After two intense months, I passed my test and was almost free to explore the open road at my leisure. Other activities, such as eating, drinking and breathing, became irrelevant. In fact, were it not for the fact my 17th birthday was so late in the academic year, I would have probably failed my exams. Thus making me exceptionally qualified in a career that focused on asking “Would you like fries with that?”. Fortunately, I had sweet-talked my parents into transferring the V5 of the old C1 into my name and into forking out a little cash (£1500) to cover the insurance costs. The car was mine.
I cannot deny, the first drive was magical. I could taste the freedom of the open road. The gentle growling of the 1 litre, 3 cylinder engine was a comfort and I felt invincible. After adjusting to the newly-found exhilaration of being in charge of a 1 tonne tin can with an engine, I decided to subject myself to the right of passage that every teenage petrol head must go through, the 0 to 60mph test. I found a straight piece of dual carriageway and lined up hesitantly at the red light, clutch engaged and engine revving. A small bead of sweat formed on my brow as a bus pulled up to my right side, I was ready to leave it for dust. Automatically, a mental countdown begun in my head. Time stood still.
3, 2, 1… GO! With a violent lurch and a squeal of the tyres, I was off with my hands clutched tightly to the wheel, ready to snatch 2nd gear. The scenery started to race pass me as I watched rev needle hurtle towards the red. The roar of the 3 cylinder engine sent a tremor down my spine and I felt unstoppable, I was finally living my dream. But then, I glanced to my left. And, to my surprise, there was a fully loaded double-decker bus with an aged, tired-looking driver preparing to overtake me – completely oblivious to the majesty of my awe-inspiring flying start. How could this be!? Had Suffolk County Council started producing W24, 1000 horsepower buses?
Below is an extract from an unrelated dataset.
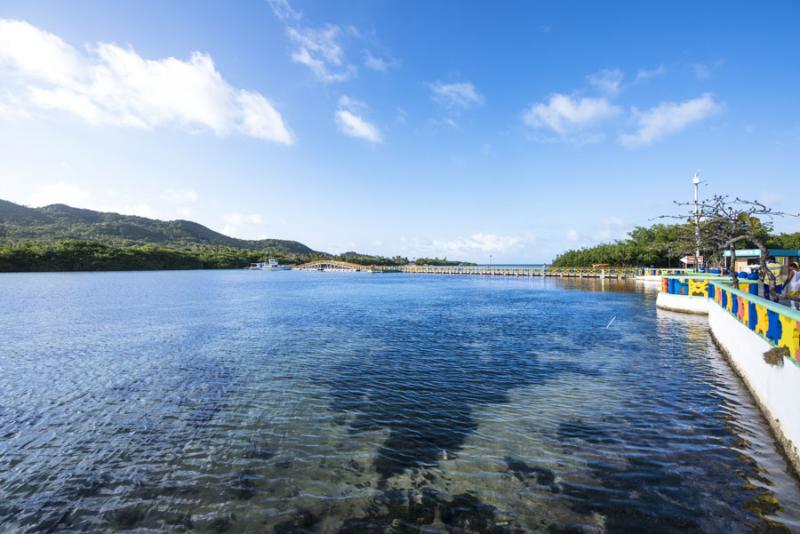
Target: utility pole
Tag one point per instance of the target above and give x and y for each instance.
(696, 182)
I then looked down to my speedometer and the crushing revelation hit like a punch to the groin, I was doing 35mph and unable to tell if the needle was actually moving at all. That was when the reality sunk in. I was not the free, fast and young horseman conquering the track on his stallion. I was a young, spotty, immature teenager driving a slow piece of rubbish that I was more likely to wrap around a tree than ever reach 80mph in. And with that, the exhilaration of my first new car was gone.
I now drive a Vauxhall Tigra and work as an engineer full time. Whilst my car portfolio has seen a very slight improvement (I cannot emphasise the slightness enough), my daily top-down commute pales in comparison to the exhilaration and emotional roller-coaster of my first drive in my first cool crappy car, four years ago.